Curry house goes for an Aim

Published date:
Thursday, March 6, 2008

Costs up, market down: the prospects do not look good for Indian Restaurants and its listing venture. Dan Coatsworth tastes the dish and wonders if it will be hot and spicy enough for difficult times

With the leisure sector hurt by recession fears, it seems odd to see a curry house operator list on Aim. Rising household bills are putting the squeeze on consumer spending. Rice prices have risen sharply on a shortage of the commodity. Competition continues to be intense among Indian restaurants. A clamp-down on immigration from Bangladesh has created a shortage of skilled curry chefs. These aren’t tasty ingredients for expanding a business.

Indian Restaurants Group (IRGP:AIM) joined the junior market last week after Indian Outsourcing Group, a cash shell, secured the reverse takeover of restaurant and catering group Mela. It wants to launch the UK’s first national curry chain (Shares 7 February).

Countless people have tried to emulate the success of food chains such as Pizza Express with curry restaurants. Many have cracked regional markets, but no-one has made a business a national, household brand.

Curry houses are in nearly every UK village, town and city. Customers tend to be loyal to their local establishment. A good proportion of the country may be fussy when it comes to ‘foreign’ food, but curries seem to be the exception to the rule, alongside Italian fare. The average household probably eats chicken tikka masala for dinner as often as pie and mash or spaghetti bolognese. It is part of the country’s staple diet.

South east-based Bombay Bicycle Club, praised by critics and consumers, wants to go national. The business was heading in the right direction with three restaurants and home delivery coverage in London, until its parent company grew nervous over the near-term leisure sector prospects.

Clapham House (CPH:AIM), which also owns Gourmet Burger Kitchen and Tootsies, said in December that it had a cautious view of the UK economic outlook, prompting it to scale back the number of new restaurant openings for 2008. While this may prove to be a prudent decision, it retains aspirations to take Bombay Bicycle Club beyond London and become the largest operator in the ‘quality’ Indian food market.

Indian Restaurants Group owns three restaurants, Chowki, 3 Monkeys and Mela. Each has a good reputation for quality, mid-market food. But so do countless other businesses with equal opportunities to become national brands. Masala Zone and Mirch Masala are two obvious examples.

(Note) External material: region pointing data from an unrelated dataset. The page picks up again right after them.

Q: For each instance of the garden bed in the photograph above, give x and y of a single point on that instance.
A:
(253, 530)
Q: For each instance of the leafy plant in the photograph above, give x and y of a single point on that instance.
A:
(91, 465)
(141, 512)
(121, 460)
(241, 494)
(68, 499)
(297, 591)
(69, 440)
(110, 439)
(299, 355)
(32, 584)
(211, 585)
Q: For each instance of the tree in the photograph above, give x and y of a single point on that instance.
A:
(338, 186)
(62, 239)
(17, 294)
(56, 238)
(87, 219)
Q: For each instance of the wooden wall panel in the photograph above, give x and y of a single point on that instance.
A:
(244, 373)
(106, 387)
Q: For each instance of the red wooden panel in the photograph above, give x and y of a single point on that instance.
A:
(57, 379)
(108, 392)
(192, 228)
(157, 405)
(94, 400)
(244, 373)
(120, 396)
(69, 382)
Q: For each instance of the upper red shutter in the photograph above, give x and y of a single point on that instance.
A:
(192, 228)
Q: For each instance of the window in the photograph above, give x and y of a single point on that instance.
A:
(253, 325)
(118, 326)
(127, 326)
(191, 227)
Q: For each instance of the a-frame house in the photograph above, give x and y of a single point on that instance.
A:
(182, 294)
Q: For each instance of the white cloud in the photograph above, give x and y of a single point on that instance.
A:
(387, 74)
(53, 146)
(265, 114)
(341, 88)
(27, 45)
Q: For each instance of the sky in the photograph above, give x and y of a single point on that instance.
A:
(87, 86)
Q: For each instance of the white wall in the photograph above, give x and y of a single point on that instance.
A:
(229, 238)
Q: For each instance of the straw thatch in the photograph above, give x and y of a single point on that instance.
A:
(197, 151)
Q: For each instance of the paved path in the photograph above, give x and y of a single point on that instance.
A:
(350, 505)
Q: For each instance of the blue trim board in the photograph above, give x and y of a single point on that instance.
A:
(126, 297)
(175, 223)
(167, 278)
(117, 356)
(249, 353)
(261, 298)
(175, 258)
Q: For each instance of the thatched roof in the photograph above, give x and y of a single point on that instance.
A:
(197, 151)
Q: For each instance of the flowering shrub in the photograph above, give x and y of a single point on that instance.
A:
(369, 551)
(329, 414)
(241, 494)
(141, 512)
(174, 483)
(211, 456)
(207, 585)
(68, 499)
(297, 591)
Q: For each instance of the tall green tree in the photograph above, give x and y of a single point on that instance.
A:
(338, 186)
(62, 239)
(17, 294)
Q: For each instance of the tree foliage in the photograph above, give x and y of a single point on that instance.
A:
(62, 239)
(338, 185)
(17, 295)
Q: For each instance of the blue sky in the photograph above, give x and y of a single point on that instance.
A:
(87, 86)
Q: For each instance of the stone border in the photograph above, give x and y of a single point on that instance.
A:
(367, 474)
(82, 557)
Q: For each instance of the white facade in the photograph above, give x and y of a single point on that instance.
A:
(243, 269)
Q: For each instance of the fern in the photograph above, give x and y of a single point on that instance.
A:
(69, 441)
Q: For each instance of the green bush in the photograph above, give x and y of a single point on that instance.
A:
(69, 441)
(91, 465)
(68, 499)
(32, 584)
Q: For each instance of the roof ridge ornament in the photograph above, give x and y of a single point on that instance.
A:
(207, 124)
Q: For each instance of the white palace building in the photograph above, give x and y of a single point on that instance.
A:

Celebrities have tried – and failed – to launch national restaurant chains. Bollywood film and television celebrity Shilpa Shetty said a year ago that she would launch her ‘Dining Halls’ concept in the UK. It has still to happen. Ken Hom launched Yellow River Café in 1999 but the Chinese food eatery was gobbled up by Orchid Group in 2006 and has failed to stand out from the crowd.

Asian food chains Wagamama and Yo! Sushi managed to become national brands because mainstream competition for noodles and sushi was non-existent at the time. Seeing their successes, many companies have tried to emulate their business models, quickly saturating the market.

Buying up and rebranding competing restaurants requires substantial funds and hard work to input the company’s culture. Before facing this challenge, Indian Restaurants Group has more immediate matters to address.

Takings at its three restaurants fell by 10% in November and December. The share price has fallen 37% to 13p since the cash shell announced the reverse takeover plans in late January and subsequently started dealings as the new business. Rice prices are up nearly 60% year-on-year, according to the Rice Association. Basmati rice, popular with curries, has doubled in price. Restaurant owners will be forced to put prices up to cover the extra raw material costs. That could cost them custom, with consumers already watching their wallets closely as the economy weakens.